1 I say “GNU/Linux-based distribution” here because this is not a property of Linux-the-kernel; it’s a consequence of the maintainers of GCC and GNU libc deciding that it’s only feasible for them to support one-way backward compatibility — binaries compiled with an old toolchain will almost always work with a newer libc.so.6, but not the other way around. Both Microsoft and Apple have put in the extra work required to make sure that you can, for instance, compile a program on a current Windows 10 dev box and get an executable that will run correctly on Vista, if that’s what you want. There’s no inherent reason why that work couldn’t be done for (GNU/)Linux, it’s just that nobody’s being paid to do it and all the volunteers have other priorities.

1 Like

This may be the crux of the dispute. perennial sheds a chunk of work that the current maintainers of tools and build environments find to be inconvenient and redundant, but the manylinux1 PEP is currently doing the job of answering the high-level question that package maintainers have: what do I use to build binary wheels for Linux? If we stop issuing manylinuxXXXX PEPs, something else needs to take that role.
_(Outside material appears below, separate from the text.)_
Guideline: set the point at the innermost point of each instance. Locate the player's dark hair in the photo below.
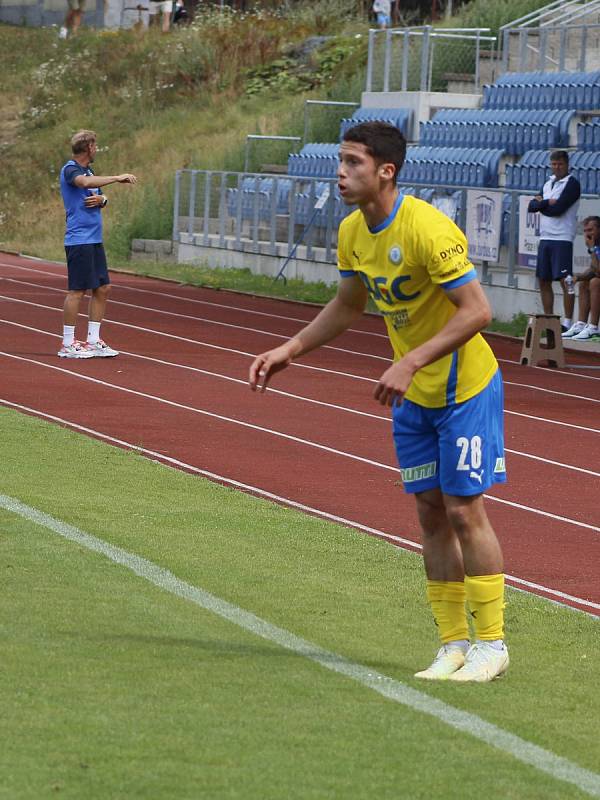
(81, 141)
(384, 142)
Having said that, right now we have people being confused over whether to use manylinux1 or manylinux2010, so there’s already a gap in available documentation. Nor do I mean to dismiss the tools maintainers’ goals—on the “optimize for fun” principle, we should be looking for ways to shed tasks that people find inconvenient and redundant.

I don’t imagine there would be a new build environment for every new upstream release of glibc, incidentally; those come out every six months, it would be way too much churn. Probably people would prefer something more like one new environment per LTS release of CentOS, every three to five years.